Many arts organizations understandably seek press coverage in high-profile news outlets and art publications. But to cultivate a broader audience—especially one that may not have access to the internet—other channels may be more effective. Instead of printing show cards, Blanka Amezkua, who runs an apartment gallery in the South Bronx called AAA3A, posts notices about her exhibitions on the neighborhood’s light poles, which serve as informal community boards.
Years ago, the Bronx Filmmakers, a local group who met weekly at the BDC, gave a studio interview on WBLS, a black adult contemporary radio station. Within an hour, a number of people stopped in the gallery after having heard about it on the radio. This was an outlet the BDC would have never thought to approach. Although it’s been fortunate to receive coverage in places like NPR or Hyperallergic, the BDC has also made it a practice to pursue coverage by local TV and community newspapers.
Between segregation, political polarization, and technology that filters different information to different people, it can sometimes feel impossible to find common ground. Throughout my time in New York, I’ve witnessed fractious divisions, xenophobia, and outright prejudice of all kinds: Latinos decrying refugees; blacks decrying Mexicans; anti-black racism from Hondurans, Dominicans, and Chinese. I’ve seen class-based anxieties, too-well-meaning professionals and their patronizing assumptions of poor people, and the working-class activists who denounce the middle class. Nonetheless, I am optimistic that, with thoughtful planning and an expansive outlook, art spaces can be beacons of inclusion.

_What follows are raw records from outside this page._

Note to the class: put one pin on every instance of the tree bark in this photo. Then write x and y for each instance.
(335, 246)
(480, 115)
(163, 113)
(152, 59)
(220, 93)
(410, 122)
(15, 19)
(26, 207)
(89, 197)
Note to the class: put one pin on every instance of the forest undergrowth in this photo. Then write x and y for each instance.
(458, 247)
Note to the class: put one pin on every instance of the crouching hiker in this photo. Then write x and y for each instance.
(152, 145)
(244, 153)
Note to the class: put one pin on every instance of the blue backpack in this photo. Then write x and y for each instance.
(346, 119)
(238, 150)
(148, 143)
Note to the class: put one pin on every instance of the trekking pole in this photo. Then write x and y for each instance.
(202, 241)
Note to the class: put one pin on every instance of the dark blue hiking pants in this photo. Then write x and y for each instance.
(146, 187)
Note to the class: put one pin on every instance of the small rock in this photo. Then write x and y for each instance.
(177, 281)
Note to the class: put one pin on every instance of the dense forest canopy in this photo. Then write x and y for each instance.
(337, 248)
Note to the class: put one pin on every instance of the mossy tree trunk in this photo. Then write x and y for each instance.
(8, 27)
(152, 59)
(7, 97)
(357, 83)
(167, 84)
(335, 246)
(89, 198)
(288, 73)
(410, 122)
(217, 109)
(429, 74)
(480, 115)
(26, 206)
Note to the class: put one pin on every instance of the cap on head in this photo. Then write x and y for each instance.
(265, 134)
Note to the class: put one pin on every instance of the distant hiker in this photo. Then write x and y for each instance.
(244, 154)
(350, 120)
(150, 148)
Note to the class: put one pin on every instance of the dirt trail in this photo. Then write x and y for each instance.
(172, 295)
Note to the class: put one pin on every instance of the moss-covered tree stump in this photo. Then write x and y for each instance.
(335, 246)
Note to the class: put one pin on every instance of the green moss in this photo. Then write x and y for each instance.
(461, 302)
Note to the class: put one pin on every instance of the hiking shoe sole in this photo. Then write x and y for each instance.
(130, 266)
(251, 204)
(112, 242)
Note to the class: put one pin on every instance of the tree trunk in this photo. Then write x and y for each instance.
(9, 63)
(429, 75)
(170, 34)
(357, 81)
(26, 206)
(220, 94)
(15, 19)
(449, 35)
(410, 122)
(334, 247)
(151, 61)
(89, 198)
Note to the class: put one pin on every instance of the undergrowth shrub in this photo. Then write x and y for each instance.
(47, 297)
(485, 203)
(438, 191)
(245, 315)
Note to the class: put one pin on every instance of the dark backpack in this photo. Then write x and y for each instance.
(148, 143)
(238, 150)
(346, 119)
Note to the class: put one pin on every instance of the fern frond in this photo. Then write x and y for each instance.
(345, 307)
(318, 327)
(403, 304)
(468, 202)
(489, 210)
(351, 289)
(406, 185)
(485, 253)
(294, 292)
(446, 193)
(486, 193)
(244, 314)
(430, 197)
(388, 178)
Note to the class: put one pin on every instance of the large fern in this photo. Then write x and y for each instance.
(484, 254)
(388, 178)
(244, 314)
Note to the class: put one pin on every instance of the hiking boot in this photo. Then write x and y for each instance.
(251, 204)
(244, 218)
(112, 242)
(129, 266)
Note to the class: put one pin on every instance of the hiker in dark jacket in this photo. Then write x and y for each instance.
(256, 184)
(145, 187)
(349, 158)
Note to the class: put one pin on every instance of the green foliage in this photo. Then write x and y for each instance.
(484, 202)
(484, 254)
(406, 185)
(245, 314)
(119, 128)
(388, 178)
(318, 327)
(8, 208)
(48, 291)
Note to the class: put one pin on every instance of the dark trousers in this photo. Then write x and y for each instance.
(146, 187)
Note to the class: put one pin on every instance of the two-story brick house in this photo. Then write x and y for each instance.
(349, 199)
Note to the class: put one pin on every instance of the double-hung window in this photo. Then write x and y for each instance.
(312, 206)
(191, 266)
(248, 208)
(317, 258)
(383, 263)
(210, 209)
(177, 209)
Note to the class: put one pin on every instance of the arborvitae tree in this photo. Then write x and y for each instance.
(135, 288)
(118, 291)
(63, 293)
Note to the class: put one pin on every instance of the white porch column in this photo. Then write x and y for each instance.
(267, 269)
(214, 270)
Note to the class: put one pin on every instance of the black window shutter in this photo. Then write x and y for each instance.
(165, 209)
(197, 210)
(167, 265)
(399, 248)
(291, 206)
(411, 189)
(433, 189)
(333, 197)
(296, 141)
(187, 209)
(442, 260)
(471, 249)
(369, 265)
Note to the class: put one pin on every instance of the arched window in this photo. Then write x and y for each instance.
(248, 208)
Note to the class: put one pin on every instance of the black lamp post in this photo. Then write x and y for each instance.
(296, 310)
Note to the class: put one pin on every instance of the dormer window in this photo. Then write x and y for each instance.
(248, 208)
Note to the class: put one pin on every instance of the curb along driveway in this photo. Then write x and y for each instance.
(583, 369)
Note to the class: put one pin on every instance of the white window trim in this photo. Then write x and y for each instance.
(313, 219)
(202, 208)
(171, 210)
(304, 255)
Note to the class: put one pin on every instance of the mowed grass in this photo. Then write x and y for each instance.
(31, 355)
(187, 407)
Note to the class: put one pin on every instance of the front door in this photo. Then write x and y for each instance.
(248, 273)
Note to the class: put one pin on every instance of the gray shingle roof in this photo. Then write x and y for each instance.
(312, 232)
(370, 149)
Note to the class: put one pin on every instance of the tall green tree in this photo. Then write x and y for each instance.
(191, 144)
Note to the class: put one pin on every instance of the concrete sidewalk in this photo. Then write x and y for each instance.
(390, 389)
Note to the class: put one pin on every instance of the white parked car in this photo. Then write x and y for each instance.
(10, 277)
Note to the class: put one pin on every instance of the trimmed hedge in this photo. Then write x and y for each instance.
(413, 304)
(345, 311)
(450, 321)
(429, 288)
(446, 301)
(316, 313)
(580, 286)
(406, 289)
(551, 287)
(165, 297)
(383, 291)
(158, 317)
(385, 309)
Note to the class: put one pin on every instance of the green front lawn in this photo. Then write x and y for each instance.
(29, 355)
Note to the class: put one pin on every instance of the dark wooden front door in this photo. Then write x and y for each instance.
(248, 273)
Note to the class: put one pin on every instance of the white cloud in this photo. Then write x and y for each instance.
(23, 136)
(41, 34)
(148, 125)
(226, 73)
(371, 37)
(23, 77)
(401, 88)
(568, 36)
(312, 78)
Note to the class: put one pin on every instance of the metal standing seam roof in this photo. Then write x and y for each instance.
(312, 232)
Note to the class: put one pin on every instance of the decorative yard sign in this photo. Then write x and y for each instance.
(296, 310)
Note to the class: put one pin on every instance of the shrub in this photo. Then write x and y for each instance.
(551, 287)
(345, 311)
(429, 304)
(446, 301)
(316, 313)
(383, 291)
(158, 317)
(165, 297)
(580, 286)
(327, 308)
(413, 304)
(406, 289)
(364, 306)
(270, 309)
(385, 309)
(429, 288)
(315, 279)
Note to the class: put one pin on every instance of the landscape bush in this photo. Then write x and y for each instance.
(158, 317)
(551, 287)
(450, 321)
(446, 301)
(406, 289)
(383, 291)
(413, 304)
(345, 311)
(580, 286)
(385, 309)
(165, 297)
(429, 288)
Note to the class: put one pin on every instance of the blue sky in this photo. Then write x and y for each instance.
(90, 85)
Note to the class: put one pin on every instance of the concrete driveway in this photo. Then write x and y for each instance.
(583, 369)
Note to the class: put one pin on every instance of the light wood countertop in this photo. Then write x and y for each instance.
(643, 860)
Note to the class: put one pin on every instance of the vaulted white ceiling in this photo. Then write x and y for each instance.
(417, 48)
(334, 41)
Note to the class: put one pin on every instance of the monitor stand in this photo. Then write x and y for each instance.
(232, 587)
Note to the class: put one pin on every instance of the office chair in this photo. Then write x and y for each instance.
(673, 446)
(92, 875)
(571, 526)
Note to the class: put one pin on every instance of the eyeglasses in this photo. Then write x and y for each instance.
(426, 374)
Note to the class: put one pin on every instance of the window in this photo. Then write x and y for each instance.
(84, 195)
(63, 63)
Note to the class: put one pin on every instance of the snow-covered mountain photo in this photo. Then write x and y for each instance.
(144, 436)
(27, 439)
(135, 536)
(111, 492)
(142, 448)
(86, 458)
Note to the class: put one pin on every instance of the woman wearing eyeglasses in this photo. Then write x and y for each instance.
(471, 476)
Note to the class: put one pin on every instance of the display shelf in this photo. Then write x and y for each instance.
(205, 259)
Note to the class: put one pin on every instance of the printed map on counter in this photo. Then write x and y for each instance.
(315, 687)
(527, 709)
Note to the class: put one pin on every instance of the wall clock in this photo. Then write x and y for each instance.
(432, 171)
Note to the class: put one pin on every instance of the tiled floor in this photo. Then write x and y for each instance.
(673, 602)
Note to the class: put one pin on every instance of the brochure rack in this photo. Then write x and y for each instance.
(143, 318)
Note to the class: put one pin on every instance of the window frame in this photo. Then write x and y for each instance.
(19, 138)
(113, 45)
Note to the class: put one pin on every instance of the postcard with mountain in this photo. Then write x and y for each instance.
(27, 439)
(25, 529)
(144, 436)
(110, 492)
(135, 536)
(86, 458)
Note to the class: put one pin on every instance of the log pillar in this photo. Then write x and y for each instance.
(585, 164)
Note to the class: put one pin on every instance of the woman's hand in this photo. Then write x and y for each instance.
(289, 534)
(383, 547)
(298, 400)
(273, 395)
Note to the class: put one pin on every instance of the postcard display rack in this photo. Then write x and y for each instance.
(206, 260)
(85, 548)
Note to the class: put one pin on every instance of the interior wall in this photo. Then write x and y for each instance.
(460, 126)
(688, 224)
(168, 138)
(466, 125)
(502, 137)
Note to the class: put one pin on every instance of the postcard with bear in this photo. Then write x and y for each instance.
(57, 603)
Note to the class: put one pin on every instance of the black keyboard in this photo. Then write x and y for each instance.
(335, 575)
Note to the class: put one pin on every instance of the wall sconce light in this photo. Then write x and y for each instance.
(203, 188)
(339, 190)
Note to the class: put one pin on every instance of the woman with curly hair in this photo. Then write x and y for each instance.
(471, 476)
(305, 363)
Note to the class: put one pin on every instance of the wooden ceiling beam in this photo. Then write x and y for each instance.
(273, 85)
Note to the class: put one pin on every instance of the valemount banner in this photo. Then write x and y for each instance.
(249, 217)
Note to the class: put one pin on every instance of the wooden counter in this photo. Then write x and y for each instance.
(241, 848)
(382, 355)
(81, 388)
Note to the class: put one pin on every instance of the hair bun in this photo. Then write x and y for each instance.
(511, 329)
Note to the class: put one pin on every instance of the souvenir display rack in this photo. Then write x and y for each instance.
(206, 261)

Here is one example, from early on in the BDC’s lifespan. In the summer of 2011, the Bronx Documentary Center hosted “Movies at Sundown,” a summer film series designed to introduce the newly formed organization to the neighborhood. Neighbors welcomed us with their recollections of the building, recalling its past lives as a candy shop, a record store, or the seedy nightclub where, one evening, a car crashed into the façade, prompting the owner to abandon the building completely.
People said it sat derelict for nearly 20 years. The surrounding neighborhood was just three subway stops from Manhattan, yet psychologically isolated from the rest of city. But on this warm August night, a local pastor gazed into the storefront window at a screening of an Oscar-winning documentary film. “You’re bringing the world to the Bronx, and the Bronx to the world,” he said.